Segui, pela televisão, o discurso de António José Seguro na Convenção Novo Rumo. Ouvi as receitas, tomei nota das promessas. É óbvio que o secretário geral do Partido Socialista avançou com o discurso após a decisão do Tribunal de Justiça Europeu sobre o direito ao esquecimento: Seguro confia em que, se chegar ao governo, vai poder obrigar os motores de busca a apagar todos os traços dos compromissos e garantias de sábado passado. Só assim faz sentido. Porque senão, o que Seguro apresentou foi a mais longa nota de suicídio da política portuguesa.

Não quero ser injusto. O PS tem um grande problema: precisa de ganhar as eleições pela esquerda, para depois governar à direita. Em Julho do ano passado, perante a desagregação ministerial, o presidente da república pôs (e bem) o poder à mão dos socialistas. Hoje, o PS poderia ir a votos como o partido que garantiu a conclusão do ajustamento. Mas os inimigos de Seguro dentro do PS não lhe deram licença para agarrar a oportunidade. Agora, resta-lhe ser radical e milagreiro, para depois poder ser moderado e realista.

O destino de Seguro, com o seu Contrato para a Confiança, não tem mistério: será a versão portuguesa do último filme de François Hollande, menos as actrizes. Mas para o socialismo de cá, há o risco de ser pior. Sem maioria absoluta, um PS vitorioso nas próximas legislativas dependerá do PSD ou do CDS para governar, porque o PCP ou o BE não existem para fazer compromissos. Ontem, falou-se muito das coincidências programáticas entre o PS e a actual maioria. Mas um acordo parlamentar ou de governo não é simplesmente uma questão de medidas análogas. É uma questão de entendimento político. E aí, a intransigência do PS durante estes três anos terá consequências. Vai, quase de certeza, inspirar os inconformados que um pacto com os socialistas suscitar à direita: porque não imitar o Seguro dos últimos tempos, recusar qualquer cooperação e apostar num regresso rápido ao poder?

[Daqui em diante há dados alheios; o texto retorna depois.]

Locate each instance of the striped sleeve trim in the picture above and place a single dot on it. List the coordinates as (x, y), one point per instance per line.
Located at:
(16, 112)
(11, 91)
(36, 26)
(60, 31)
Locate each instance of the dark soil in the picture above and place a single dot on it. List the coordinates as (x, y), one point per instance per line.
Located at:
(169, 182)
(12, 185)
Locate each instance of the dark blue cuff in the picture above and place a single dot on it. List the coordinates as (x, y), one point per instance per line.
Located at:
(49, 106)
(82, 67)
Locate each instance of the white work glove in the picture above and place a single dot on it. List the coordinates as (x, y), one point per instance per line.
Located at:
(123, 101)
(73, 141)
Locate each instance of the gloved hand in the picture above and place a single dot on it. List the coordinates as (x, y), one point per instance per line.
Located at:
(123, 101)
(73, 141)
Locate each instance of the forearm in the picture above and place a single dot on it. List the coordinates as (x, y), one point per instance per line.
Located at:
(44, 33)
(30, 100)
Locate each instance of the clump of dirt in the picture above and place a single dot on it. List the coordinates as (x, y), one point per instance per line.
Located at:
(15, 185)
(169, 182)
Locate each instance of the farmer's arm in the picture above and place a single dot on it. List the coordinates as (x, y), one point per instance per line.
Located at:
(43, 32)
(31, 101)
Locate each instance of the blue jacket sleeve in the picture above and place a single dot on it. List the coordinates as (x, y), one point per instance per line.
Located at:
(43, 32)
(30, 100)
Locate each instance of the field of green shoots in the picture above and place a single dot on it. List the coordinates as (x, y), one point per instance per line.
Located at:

Há trinta anos, Mota Pinto não conseguiu reter o PSD no Bloco Central até ao fim — e então o PS e o PSD haviam recentemente chegado a consenso sobre uma revisão constitucional (em 1982) e tinham um inimigo político comum (o general Eanes). Imaginem como será com a raiva clubística de agora, para que Seguro, por opção ou sem opção, contribuiu deveras.

Pior: as legislativas de 2015 serão imediatamente seguidas das presidenciais de 2016. Um líder do PSD (ou do CDS) que pactuasse com o PS teria de desistir de um candidato presidencial próprio e subordinar-se à estratégia socialista. Já foi essa, aliás, a principal condição política do Bloco Central em 1983. O partido ou as facções da direita deixadas de fora vão poder inventar o seu candidato presidencial para minar qualquer acordo ou coligação. E a “esquerda do PS” fará outro tanto. Acham que vivemos tempos agitados? Esperem pelo PS no governo.

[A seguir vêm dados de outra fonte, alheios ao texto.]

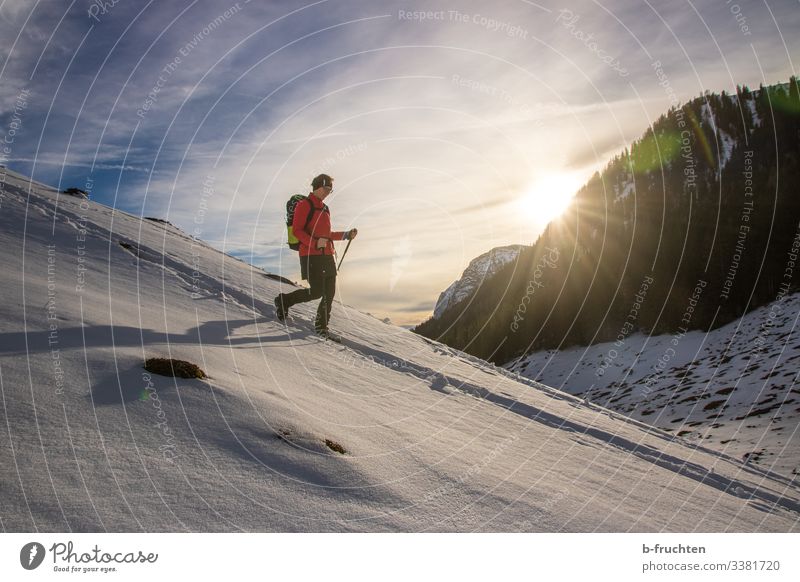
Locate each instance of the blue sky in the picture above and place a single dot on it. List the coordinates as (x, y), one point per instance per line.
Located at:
(450, 127)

Os dirigentes do PS não perceberam que ao tentar deitar abaixo Passos Coelho a todo o custo, estavam a destruir as condições para um dia poderem eles próprios governar em Portugal. Ou perceberam, mas a pressão dos seus inimigos dentro do partido não os deixou escolher outro caminho. É a sina dos fracos: cometer erros de olhos bem abertos.